Letter: Institutional memory

In reading the paper last week, I was surprised by the tone of Waterpenny Farm’s attack on farmers who view any farmer who says that the requirement to fence off streams would end farming is somehow doing something wrong. Farming in Rappahannock is situational.

Farming in Rappahannock depends on the soil types and the amount of water that flows through one’s property. My farm did not have the water flow necessary to carry my cattle this year, and thus I had to sell most of my cows.

The soils in Rappahannock are generally not comparable to the soils in the neighboring counties of Fauquier and Culpeper.

Because one farmer can make it on a certain piece of ground does not mean that same practice can be carried on at another location. Economies of scale also apply as to what one can farm on 20 acres of bottom land versus what can be farmed on 500 acres of different topography, soils etc.

Also it has been shown, to my satisfaction at least, that the recharge rate of streams and springs has been rapidly reduced in my lifetime. Whether the water flow will come back or not is questionable. Anyone who draws out of the aquifer is affecting the level of the aquifer.

Water is life, and without water we are doomed. We need to be as concerned about quantity of water as well as quality of our water supplies.

Right now the cattle only use surface water and this has very little affect on the aquifer, which supplies drinking water to the people in the county.

If everyone gave water to cattle from wells, as I believe Waterpenny suggests, it would take over 200,000 gallons of water from the aquifer each day. Generally a person uses about 80 to 100 gallons of water a day. It would equate to 2,000 to 2,500 more people taking from the water table per day. If you take water from a well to water cattle or crops, you reduce the amount of water in the aquifer — thus possibly affecting everyone who has a well, certainly in this county.

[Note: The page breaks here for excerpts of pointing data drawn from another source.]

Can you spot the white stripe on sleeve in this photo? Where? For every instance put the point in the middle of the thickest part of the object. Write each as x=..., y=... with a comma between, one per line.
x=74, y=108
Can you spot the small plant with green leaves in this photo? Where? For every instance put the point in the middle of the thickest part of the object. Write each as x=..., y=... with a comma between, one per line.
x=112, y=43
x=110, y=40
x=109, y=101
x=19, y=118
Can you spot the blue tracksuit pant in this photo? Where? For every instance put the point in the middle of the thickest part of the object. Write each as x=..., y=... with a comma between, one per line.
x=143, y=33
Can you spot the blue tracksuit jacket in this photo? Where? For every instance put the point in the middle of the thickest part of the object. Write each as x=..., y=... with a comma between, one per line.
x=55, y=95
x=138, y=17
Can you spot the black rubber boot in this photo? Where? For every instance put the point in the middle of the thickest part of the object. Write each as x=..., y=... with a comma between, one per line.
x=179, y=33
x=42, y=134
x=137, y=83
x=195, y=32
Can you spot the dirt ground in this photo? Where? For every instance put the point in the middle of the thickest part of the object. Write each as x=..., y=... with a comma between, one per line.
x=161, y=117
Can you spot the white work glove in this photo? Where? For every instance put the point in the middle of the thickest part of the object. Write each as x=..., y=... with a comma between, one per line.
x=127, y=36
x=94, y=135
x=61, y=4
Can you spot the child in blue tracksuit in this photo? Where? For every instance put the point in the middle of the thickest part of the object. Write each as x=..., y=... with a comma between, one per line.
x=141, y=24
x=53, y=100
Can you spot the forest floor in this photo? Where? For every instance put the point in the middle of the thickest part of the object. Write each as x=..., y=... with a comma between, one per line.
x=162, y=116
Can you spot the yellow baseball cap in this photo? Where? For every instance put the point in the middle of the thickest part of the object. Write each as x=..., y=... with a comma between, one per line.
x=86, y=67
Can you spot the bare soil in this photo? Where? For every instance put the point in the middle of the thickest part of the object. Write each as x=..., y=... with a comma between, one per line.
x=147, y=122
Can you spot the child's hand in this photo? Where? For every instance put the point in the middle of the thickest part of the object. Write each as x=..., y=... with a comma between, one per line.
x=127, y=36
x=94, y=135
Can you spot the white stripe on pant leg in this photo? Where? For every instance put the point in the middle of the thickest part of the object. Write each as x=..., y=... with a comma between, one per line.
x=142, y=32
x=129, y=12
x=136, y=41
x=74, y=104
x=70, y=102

What happens if the well goes dry or electricity goes off?

Farmers on the whole are very careful people. We all need to be aware of the environment and by taking care of the land it will take care of us. True farmers are circumspect in what they do, and try not to hurt or insult their neighbors.

Waterpenny is certainly entitled to their belief. However, there are many sides to this coin, and before one attacks a person or institution publicly, one should be very circumspect.

One acquires institutional memory from living and observing an area for a long time. It always amazes me how new people have the answer to everything, and how dumb and wrong are the people who have lived and survived in the county for generations.